Jason Wei — 3 Key Ideas in AI in 2025
Original source: Stanford AI Club: Jason Wei on 3 Key Ideas in AI in 2025
TL;DR
- Jason Wei outlines three mental models for 2025: (1) intelligence becomes a commodity as test-time compute and agents drive the cost of “getting the right answer” toward zero; (2) Verifier’s Law: AI learns fastest on tasks that are easy to verify; (3) the edge of intelligence is jagged: capabilities and improvement rates vary wildly by task—no single “fast takeoff.”
Core ideas
1) Intelligence becomes a commodity
- Once a capability is unlocked, its cost drops rapidly; same target performance gets cheaper each year.
- Key driver: adaptive/test-time compute (e.g., o1) — spend more reasoning on hard problems, less on easy ones without growing model size.
- Agents compress time-to-knowledge: public facts go from hours → minutes → seconds as browsing + tool use mature (e.g., finding niche stats via national databases).
- Implications: democratization of knowledge-gated fields (coding, personal health guidance), rising relative value of private/insider data, and eventual personalized, frictionless information access.

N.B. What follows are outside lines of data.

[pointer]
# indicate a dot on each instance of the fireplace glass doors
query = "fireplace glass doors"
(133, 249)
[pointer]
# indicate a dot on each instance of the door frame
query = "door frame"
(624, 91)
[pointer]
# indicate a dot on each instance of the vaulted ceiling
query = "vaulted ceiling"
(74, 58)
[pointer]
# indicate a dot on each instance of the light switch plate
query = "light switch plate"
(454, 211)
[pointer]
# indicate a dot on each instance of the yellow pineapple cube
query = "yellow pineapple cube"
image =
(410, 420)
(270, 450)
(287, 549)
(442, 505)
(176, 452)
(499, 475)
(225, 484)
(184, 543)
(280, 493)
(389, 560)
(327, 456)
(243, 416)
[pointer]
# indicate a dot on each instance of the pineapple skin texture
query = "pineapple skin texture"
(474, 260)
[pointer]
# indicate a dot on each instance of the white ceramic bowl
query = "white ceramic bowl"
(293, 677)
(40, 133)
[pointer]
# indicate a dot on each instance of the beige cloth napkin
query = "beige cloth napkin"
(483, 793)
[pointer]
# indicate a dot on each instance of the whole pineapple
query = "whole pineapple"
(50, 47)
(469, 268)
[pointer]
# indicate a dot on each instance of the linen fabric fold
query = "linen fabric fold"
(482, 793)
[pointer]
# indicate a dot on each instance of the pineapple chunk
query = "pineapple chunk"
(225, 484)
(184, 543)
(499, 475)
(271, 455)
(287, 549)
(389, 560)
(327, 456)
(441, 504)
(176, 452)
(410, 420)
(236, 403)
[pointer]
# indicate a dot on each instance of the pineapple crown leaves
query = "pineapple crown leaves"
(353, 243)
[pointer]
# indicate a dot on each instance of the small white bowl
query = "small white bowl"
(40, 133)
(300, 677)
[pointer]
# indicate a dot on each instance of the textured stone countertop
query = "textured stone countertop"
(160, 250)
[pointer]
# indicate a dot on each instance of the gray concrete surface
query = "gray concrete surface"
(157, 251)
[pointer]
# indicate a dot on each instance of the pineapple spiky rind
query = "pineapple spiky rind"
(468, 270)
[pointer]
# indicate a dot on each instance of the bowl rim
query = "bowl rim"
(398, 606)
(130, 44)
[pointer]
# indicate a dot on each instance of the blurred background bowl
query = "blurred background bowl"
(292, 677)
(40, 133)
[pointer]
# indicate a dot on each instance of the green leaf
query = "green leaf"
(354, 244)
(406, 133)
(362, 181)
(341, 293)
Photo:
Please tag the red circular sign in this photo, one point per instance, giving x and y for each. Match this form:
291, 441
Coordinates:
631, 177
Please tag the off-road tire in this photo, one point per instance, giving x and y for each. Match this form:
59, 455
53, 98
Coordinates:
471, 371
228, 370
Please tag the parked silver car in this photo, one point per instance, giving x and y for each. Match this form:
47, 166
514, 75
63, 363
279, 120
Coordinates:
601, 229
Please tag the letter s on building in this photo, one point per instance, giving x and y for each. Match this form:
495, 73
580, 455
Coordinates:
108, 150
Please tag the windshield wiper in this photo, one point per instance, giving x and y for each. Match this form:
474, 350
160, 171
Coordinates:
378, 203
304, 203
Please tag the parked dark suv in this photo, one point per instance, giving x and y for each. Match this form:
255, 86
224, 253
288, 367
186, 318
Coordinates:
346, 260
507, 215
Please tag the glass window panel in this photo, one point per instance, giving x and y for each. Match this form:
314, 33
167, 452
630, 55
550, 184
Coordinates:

2) Verifier’s Law (asymmetry of verification)
- Principle: The easier a task is to verify, the easier it is to train AI to do it; easily verifiable tasks will be conquered first.
- Verification ease depends on: objective truth, speed of checking, scalability (batchable checks), low noise, and continuous reward (not just pass/fail).
- Examples along the spectrum:
- Easy to verify: Sudoku, rendering/click-testing an app, code with unit tests, geometry packing tasks.
- Hard to verify: factual essays, “best diet” claims (slow, noisy, costly to validate).
- Tactics: supply answer keys/tests to move tasks into the easy-to-verify quadrant (benchmarks, unit tests, graded objectives).
- Case study: AlphaEvolve-style loops—sample many candidates, grade automatically, feed the best back to the model—show rapid gains when a crisp metric exists.
3) The jagged edge of intelligence
- No singular step-function “superintelligence takeoff”; instead, capability improves at different rates per task.
- Heuristics for where progress is fastest:
- Digital > physical (iteration speed, scale).
- Easier for humans → easier for AI (in general).
- Data-abundant tasks improve faster; exception: if a single clear metric exists, RL/self-play can synthesize data (AlphaZero/AlphaEvolve pattern).
- Rough landscape: already strong on competition math/coding and translation for high-resource languages; slower on low-resource languages, robotics, hands-on trades (plumbing, hairdressing), artisanal crafts, and socially complex goals.
What this means
- Short term: automation/acceleration hits trivially verifiable, digital, data-rich workflows first (software dev, debugging with tests, structured research + fact retrieval).
- Opportunity surface: invent measurements and create verification harnesses—whoever defines the metric unlocks progress.
- Strategy: expect uneven gains; plan around task-level variance, and value private data/connectors as public knowledge commoditizes.
About the speaker
- Jason Wei is an AI researcher at Meta Superintelligence Labs.
- Previously at OpenAI, co-created o1 and Deep Research.
- Earlier at Google Brain, helped introduce Chain-of-Thought prompting and documented emergent phenomena.